Vendor-financing, unlike mezzanine funding, has been a trend Hayden has definitely noticed in his deal flow. Nowadays, most vendors are selling not to maximise price, but rather because of personal reasons like retirement or divorce. Owner-managers are dominating the vendor market right now, and they are prepared to finance to ensure their companies remain secure in the hands of others. In fact, owner-managers are the reason why there is a continual flow of small businesses in the UK, and why there are so many private equity houses that focus on the lower mid-market.
"The small market has always been strong because the drivers for owner-managers wanting to sell have always existed. The capital gains tax regime is also an incentive to sell your business, especially now with the increased income tax rates," says Wignall.
The smaller buyout space is, thus, a relatively healthy one compared to its larger counterpart, owing to the fact that less debt is used, and as a result, there are arguably fewer deals under stress. Aneizi says that Baker Tilly has closed a deal per month ever since Lehman's collapse, largely a result of the firm's focus on transactions in the £10-50m range: "Going forward, our pipeline is building nicely and is looking good. There are a mix of opportunities we're working on, including MBOs, sell-side mandates and of course, deals involving distressed stakeholders."
The question is whether larger mid-market houses and their investors will attempt to get in the smaller end of the game. Industry professionals are beginning to become increasingly interested in pursuing a career in the lower mid-market because of the varied work and the opportunity to work more closely with management.
"There is evidence of larger buyout houses having more of an appetite for smaller deals, but it is a very different approach. The smaller buyout market is more management focused and there is less room for error. They would have to tailor their approach accordingly," says Aneizi.
Turner is of the same mind: "It will be a very long time before banks will lend to the levels they have previously, so larger houses need to think of new ways to make money. They may have to re-invent themselves, but it will be difficult for larger firms to get into the smaller market and prove they are for real, especially with the banks.
"There's a lot of chat, but it is harder than people think. It seems like a good idea, but are they really hungry enough to go the hard yards to generate dealflow?" It may be that some mid-market houses are gravitating towards the smaller space simply as a way to keep busy in this dearth of deal activity.

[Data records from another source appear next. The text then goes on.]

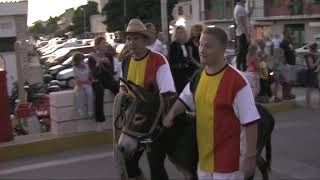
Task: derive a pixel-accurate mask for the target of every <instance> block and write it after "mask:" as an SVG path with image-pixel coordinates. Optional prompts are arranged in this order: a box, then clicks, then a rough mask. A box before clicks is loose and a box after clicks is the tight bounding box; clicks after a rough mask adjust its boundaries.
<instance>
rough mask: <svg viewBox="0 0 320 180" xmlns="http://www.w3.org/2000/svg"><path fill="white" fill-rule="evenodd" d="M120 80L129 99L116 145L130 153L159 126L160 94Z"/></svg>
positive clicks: (134, 83) (121, 151)
mask: <svg viewBox="0 0 320 180" xmlns="http://www.w3.org/2000/svg"><path fill="white" fill-rule="evenodd" d="M121 81H122V82H123V83H124V84H125V85H126V87H127V88H128V90H129V95H128V97H127V98H128V99H129V100H128V101H127V102H128V103H127V108H126V112H125V115H124V119H125V121H124V123H123V127H121V130H122V133H121V135H120V139H119V141H118V147H119V150H120V151H121V152H122V153H124V154H125V155H130V154H132V153H134V152H135V151H137V150H138V145H139V144H140V143H141V142H142V141H145V140H146V139H148V138H149V137H150V136H151V135H152V134H153V133H154V132H155V131H156V130H157V129H158V128H159V124H160V123H159V122H160V121H159V120H160V119H161V118H160V116H161V115H162V107H161V103H160V101H161V100H160V95H159V93H157V92H156V91H146V90H145V89H144V88H143V87H140V86H138V85H136V84H135V83H133V82H131V81H126V80H123V79H121Z"/></svg>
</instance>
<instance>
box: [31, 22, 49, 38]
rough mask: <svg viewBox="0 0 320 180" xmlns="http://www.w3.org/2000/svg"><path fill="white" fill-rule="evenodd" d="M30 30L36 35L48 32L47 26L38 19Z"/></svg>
mask: <svg viewBox="0 0 320 180" xmlns="http://www.w3.org/2000/svg"><path fill="white" fill-rule="evenodd" d="M29 32H30V33H32V34H34V35H40V34H45V33H46V27H45V26H44V25H43V24H42V22H41V21H36V22H34V23H33V24H32V26H31V27H30V28H29Z"/></svg>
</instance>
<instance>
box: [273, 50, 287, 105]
mask: <svg viewBox="0 0 320 180" xmlns="http://www.w3.org/2000/svg"><path fill="white" fill-rule="evenodd" d="M272 61H273V62H272V71H273V80H274V89H273V94H274V96H275V98H274V101H275V102H280V101H281V98H279V96H278V95H279V93H278V91H279V87H282V84H283V83H284V82H285V78H284V75H283V73H284V64H283V63H284V52H283V50H282V49H280V48H277V49H274V56H273V60H272Z"/></svg>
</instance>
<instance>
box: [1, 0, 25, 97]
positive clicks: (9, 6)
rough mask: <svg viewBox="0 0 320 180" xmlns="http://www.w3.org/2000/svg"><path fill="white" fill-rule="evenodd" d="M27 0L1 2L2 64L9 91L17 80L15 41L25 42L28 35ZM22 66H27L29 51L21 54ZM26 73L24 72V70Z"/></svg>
mask: <svg viewBox="0 0 320 180" xmlns="http://www.w3.org/2000/svg"><path fill="white" fill-rule="evenodd" d="M27 12H28V1H27V0H20V1H18V0H14V1H6V2H5V3H0V66H3V67H4V69H5V70H6V71H7V83H8V92H9V93H10V91H11V88H12V83H13V82H14V81H17V68H16V53H15V48H14V45H15V42H16V41H21V42H23V41H24V42H25V41H26V40H27V39H28V36H27ZM21 59H23V60H24V61H23V62H22V66H23V67H26V66H28V64H27V59H28V58H27V53H26V52H25V53H23V54H22V55H21ZM23 73H24V72H23Z"/></svg>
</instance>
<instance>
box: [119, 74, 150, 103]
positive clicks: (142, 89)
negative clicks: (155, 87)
mask: <svg viewBox="0 0 320 180" xmlns="http://www.w3.org/2000/svg"><path fill="white" fill-rule="evenodd" d="M120 81H122V82H123V83H124V84H125V85H126V87H127V88H128V89H129V91H130V92H132V93H133V94H134V95H135V96H136V97H137V98H139V99H140V100H142V101H144V102H147V99H146V97H145V90H144V89H143V88H142V87H141V86H139V85H137V84H135V83H134V82H132V81H128V80H125V79H123V78H120Z"/></svg>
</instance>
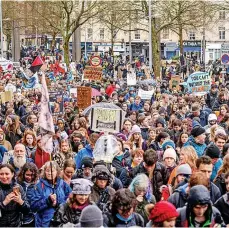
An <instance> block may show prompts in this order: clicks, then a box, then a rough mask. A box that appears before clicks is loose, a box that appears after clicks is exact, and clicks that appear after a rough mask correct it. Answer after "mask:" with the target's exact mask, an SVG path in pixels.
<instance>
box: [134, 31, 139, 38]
mask: <svg viewBox="0 0 229 228" xmlns="http://www.w3.org/2000/svg"><path fill="white" fill-rule="evenodd" d="M134 39H135V40H140V39H141V35H140V31H139V30H137V31H135V32H134Z"/></svg>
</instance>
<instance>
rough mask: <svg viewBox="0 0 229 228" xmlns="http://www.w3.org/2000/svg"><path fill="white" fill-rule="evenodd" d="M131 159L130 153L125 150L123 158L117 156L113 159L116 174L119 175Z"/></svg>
mask: <svg viewBox="0 0 229 228" xmlns="http://www.w3.org/2000/svg"><path fill="white" fill-rule="evenodd" d="M129 160H130V153H129V152H125V153H124V154H123V157H122V159H121V160H119V159H118V158H117V156H115V157H114V158H113V161H112V166H113V167H114V168H115V169H116V176H117V177H119V176H120V174H121V171H122V168H123V167H126V166H127V163H128V161H129Z"/></svg>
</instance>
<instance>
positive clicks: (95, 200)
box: [90, 185, 115, 213]
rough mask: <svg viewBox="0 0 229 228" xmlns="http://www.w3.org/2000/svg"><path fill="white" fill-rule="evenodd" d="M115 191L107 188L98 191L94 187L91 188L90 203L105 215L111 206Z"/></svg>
mask: <svg viewBox="0 0 229 228" xmlns="http://www.w3.org/2000/svg"><path fill="white" fill-rule="evenodd" d="M114 194H115V190H114V189H113V188H111V187H109V186H107V187H106V188H105V189H99V188H98V187H97V186H96V185H94V186H93V187H92V191H91V195H90V202H95V203H96V205H97V206H98V208H99V209H100V210H101V211H102V212H103V213H106V212H107V211H108V209H109V207H110V205H111V201H112V199H113V197H114Z"/></svg>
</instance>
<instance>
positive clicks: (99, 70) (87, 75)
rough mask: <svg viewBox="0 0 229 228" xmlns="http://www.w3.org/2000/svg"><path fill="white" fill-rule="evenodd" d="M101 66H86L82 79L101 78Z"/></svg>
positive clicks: (102, 68) (99, 78)
mask: <svg viewBox="0 0 229 228" xmlns="http://www.w3.org/2000/svg"><path fill="white" fill-rule="evenodd" d="M102 72H103V68H102V67H92V66H86V67H85V69H84V79H89V80H95V81H99V80H101V79H102Z"/></svg>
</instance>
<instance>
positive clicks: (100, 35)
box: [99, 28, 104, 40]
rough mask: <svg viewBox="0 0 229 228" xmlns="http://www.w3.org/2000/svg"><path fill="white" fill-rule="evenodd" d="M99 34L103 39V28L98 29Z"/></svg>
mask: <svg viewBox="0 0 229 228" xmlns="http://www.w3.org/2000/svg"><path fill="white" fill-rule="evenodd" d="M99 36H100V39H101V40H104V29H103V28H102V29H100V30H99Z"/></svg>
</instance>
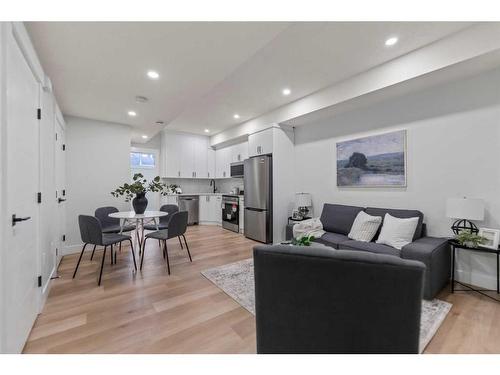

LPs, however, are a different story. Investor interest in the lower mid-market is building, especially with the shortage of deals on the other end. Hermes is one of many private equity investors that has recently begun to focus on the UK lower mid-market sector again as a result of the sale of its direct investment business, which has allowed the investor to broaden its remit. Aneizi asks: "If I were an LP, I would certainly reconsider my investment strategy. Key questions are - where are you most likely to get a return and where is the dealflow in this climate?"